The streets of Manhattan’s Chinatown were lined with artifacts – a museum waiting to happen. The New York Chinatown History Project took advantage of that mass disposal. Members found trunks of silky Cantonese opera robes, storefront signs in Mandarin, and diminutive handmade furniture crafted to fit into tenement housing stock and storefronts with limited space.

Julien Celdran, a Frenchman visiting the museum recently, said it was small but full of captivating details. He particularly appreciated a display about Chun Kong Chow, whose family was allowed to slip into the United States in 1928 through an exception to the Exclusion Act, which forbade entry of Chinese laborers.

Chun went on to become a successful merchant and leader in Chinatown, known for such achievements as getting the city to put up bilingual signs and to clean the streets regularly.

“There are details about people’s lives,” Celdran said. “Before this, I didn’t know much about the history of these people, just clichés.”

Perhaps the idea of the Chinese laundry is a cliché, but the image of clothes packaged in brown paper and tied in string induced nostalgic feelings in Al Sbardone, an Italian-American psychologist originally from Boston.

“They jumped out at us, because it’s such a memory from childhood,” Sbardone said. “I hadn’t seen one of those packages in – I don’t know – a couple hundred years. And that’s exactly what they looked like.”

Just like in Boston, Manhattan’s Chinatown grew up intimately connected to an Italian immigrant neighborhood, but Sbardone wasn’t sure if that was just coincidence.

“We liked our shirts laundered and pressed, I guess,” he chuckled.

There are plenty of surprises at the museum – for instance, the beginnings of an evolving display on Chino-Latinos, or those Chinese immigrant communities in Latin American countries.

All the captions in the main gallery are in English, Mandarin and Spanish. For those who can read Mandarin or Spanish, those captions, some relating slightly different stories, add a little more to the museum experience, Lee said.

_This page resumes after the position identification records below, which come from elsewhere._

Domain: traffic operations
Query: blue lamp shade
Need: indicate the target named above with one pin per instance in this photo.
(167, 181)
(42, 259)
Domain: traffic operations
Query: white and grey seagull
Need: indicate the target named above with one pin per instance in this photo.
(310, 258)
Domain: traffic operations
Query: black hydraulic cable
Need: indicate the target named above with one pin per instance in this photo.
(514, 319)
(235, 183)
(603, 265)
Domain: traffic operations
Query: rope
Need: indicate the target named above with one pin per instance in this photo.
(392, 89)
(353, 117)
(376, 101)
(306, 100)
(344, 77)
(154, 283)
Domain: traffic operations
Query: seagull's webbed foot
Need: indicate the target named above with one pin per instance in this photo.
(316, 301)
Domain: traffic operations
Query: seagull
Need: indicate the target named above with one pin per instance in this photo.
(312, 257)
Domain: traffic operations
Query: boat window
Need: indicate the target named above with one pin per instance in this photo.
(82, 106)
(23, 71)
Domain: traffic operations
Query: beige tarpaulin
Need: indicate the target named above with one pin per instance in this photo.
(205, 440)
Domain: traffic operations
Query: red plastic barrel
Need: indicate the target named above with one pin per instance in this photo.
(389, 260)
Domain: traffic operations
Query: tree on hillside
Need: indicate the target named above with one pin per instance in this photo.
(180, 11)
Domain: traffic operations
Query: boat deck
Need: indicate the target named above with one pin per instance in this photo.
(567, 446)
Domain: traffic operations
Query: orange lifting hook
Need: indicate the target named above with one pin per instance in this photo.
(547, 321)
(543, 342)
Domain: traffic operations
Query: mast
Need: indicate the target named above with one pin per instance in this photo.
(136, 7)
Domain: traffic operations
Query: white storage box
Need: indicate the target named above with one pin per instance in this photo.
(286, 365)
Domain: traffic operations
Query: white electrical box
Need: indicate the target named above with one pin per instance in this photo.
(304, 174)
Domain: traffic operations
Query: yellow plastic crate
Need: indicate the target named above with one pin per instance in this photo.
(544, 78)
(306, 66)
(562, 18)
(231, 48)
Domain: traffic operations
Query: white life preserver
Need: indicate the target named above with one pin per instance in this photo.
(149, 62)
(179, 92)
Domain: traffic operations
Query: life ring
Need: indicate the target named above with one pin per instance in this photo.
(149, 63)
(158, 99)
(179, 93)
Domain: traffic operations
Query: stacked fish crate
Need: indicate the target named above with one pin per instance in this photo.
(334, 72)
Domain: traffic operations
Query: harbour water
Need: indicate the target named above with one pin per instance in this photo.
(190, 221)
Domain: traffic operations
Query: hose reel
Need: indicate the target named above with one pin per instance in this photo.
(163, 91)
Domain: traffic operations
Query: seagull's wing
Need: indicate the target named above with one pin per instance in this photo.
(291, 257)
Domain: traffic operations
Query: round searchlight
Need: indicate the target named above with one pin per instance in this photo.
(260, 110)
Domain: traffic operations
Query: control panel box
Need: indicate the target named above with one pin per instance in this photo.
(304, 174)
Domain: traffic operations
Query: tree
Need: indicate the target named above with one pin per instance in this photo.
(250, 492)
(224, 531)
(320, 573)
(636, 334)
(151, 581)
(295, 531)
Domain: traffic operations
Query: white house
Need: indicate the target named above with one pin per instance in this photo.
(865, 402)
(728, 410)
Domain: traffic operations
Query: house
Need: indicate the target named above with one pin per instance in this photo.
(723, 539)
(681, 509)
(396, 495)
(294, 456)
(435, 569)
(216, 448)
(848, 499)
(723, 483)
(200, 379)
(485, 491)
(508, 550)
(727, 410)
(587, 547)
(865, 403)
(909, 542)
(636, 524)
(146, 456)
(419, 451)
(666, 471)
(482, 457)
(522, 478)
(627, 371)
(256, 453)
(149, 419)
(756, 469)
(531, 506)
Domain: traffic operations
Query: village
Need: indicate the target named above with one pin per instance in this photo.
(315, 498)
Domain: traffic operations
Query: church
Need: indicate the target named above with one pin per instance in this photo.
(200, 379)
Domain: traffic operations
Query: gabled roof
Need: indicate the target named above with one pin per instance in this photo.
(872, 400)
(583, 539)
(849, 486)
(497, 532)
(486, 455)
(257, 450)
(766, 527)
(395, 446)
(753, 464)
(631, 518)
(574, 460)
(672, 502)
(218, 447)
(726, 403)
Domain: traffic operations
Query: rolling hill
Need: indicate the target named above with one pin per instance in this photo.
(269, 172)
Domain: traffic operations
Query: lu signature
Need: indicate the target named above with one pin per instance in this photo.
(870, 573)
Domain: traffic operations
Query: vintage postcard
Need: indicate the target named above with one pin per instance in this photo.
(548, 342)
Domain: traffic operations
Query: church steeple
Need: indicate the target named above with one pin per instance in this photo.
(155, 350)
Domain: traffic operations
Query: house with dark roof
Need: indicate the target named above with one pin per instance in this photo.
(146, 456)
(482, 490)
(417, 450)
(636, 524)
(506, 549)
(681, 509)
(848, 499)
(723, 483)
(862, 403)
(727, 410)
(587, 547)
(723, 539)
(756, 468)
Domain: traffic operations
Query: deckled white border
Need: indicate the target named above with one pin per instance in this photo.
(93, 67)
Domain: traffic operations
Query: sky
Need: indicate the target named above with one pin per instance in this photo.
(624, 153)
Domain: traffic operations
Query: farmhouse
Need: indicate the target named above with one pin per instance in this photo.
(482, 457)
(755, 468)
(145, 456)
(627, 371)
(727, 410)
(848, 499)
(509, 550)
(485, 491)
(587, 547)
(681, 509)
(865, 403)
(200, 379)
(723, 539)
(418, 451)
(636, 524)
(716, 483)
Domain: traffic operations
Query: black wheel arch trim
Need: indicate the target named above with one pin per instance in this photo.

The Museum of Chinese in the Americas is the only one in the Northeastern United States striving to capture the complex history of Chinese-Americans, said Museum Associate William Dao.

Divided by different dialects, generational differences and diverse regional assimilation patterns, the Chinese-American community is difficult to document, he said.

Currently on display at the museum is an oral history project done by children at Dr. Sun Yat Sen Middle School. It includes audio tapes and a video of oral histories recorded by students.

One woman relates how her pigtail was shot off by Japanese soldiers in World War II.

Judy Antell of Brooklyn was visiting the museum recently as part of her research for a guide to New York City for parents. She and her 5-year-old daughter, Nora Brown, were sketching an elegant Chinese opera robe.

“There’s a lot for kids to do here,” Antell said, recommending it for children over five.

But, gallery hunts and drawing exercises aside, those who may get the most from a visit will be adults eager to learn more about the history of Chinese people in the Americas. And if museum docents have their way, the word “Chinatown” will no longer be synonymous with inscrutability, as it was in the famous last line of the eponymous movie: “It’s Chinatown, Jake.”